Half-range Fourier transform of $e^{-ixt}$ I'm reading a textbook that has the following sentence:

Making use of the formula $$\int_0^\infty dt e^{-i x t} = \pi \delta (x) - i \text{P}\frac{1}{x} , $$ where $\text{P}$ denotes the Cauchy principal value... 

(Here is a link to the page on Google Books.)
Using the Fourier transform $\int_{-\infty}^{\infty}dt e^{-ixt} = 2\pi\delta(x)$, I can show that the real part of the integral is $$\text{Re}\int_0^\infty dt e^{-i x t} = \pi \delta (x) . $$ But how can I show that the imaginary part is $$ \text{Im}\int_0^\infty dt e^{-i x t} = -i\text{P}\frac{1}{x} , $$ and what does the Cauchy principal value mean in this context? (i.e., principal value of what?)
 A: First note that
$$\int_0^\infty e^{-ixt} \, dt = \int_{-\infty}^{\infty} H(t) \, e^{-ixt} \, dt$$
where $H$ is the Heaviside step function.

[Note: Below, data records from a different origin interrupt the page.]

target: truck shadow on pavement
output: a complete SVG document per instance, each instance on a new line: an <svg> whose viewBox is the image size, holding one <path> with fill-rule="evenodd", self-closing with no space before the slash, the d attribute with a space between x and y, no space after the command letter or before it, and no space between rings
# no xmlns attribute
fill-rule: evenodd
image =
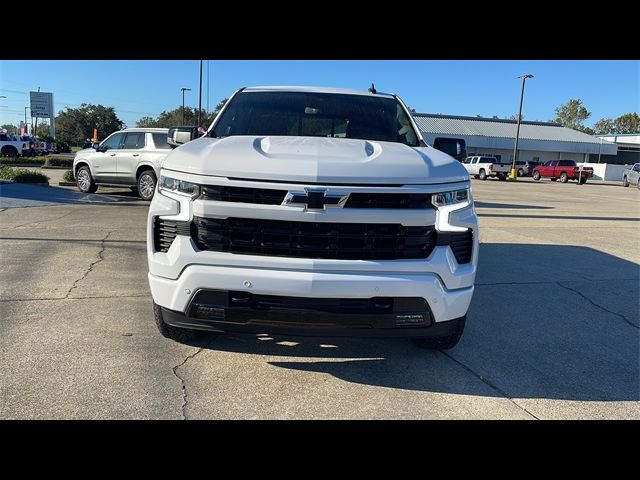
<svg viewBox="0 0 640 480"><path fill-rule="evenodd" d="M266 334L221 335L207 348L396 389L640 400L636 263L590 248L531 244L482 244L480 259L465 333L446 352L407 339Z"/></svg>
<svg viewBox="0 0 640 480"><path fill-rule="evenodd" d="M98 193L100 193L100 190L98 190ZM109 192L108 194L98 193L82 193L68 188L58 188L46 185L5 183L0 184L0 206L36 207L77 203L121 204L123 201L143 202L130 190L114 191Z"/></svg>

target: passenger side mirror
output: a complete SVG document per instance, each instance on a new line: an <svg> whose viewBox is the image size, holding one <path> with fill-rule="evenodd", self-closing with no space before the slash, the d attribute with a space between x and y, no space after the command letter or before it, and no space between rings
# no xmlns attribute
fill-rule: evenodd
<svg viewBox="0 0 640 480"><path fill-rule="evenodd" d="M171 148L176 148L199 137L198 127L171 127L167 134L167 143Z"/></svg>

Now we multiply the above identity with $x$:
$$
x \int_0^\infty e^{-ixt} \, dt 
= x \int_{-\infty}^{\infty} H(t) \, e^{-ixt} \, dt 
= \int_{-\infty}^{\infty} H(t) \, x e^{-ixt} \, dt 
= \int_{-\infty}^{\infty} H(t) \, i \frac{d}{dt} \left(e^{-ixt}\right) \, dt \\
= \{ \text{ partial integration } \}
= -i \int_{-\infty}^{\infty} H'(t) \, e^{-ixt} \, dt 
= -i \int_{-\infty}^{\infty} \delta(t) \, e^{-ixt} \, dt 
= -i
$$
The solutions to the distribution equation $x \, u(x) = 1$ are $u(x) = \mathrm{P} \frac{1}{x} + C \delta(x)$ where $C$ is some constant. Therefore we get
$$\int_0^\infty e^{-ixt} \, dt = -i \mathrm{P}\frac{1}{x} + C \, \delta(x)$$
By symmetry reasoning we find that
$$\int_{-\infty}^0 e^{-ixt} \, dt = i \mathrm{P}\frac{1}{x} + C \, \delta(x)$$
Thus
$$\int_{-\infty}^{\infty} e^{-ixt} \, dt = 2C \, \delta(x)$$
but it's well-known that
$$\int_{-\infty}^{\infty} e^{-ixt} \, dt = 2\pi \, \delta(x)$$
Hence we conclude that $C = \pi$ which gives
$$\int_0^\infty e^{-ixt} \, dt = -i \mathrm{P}\frac{1}{x} + \pi \, \delta(x)$$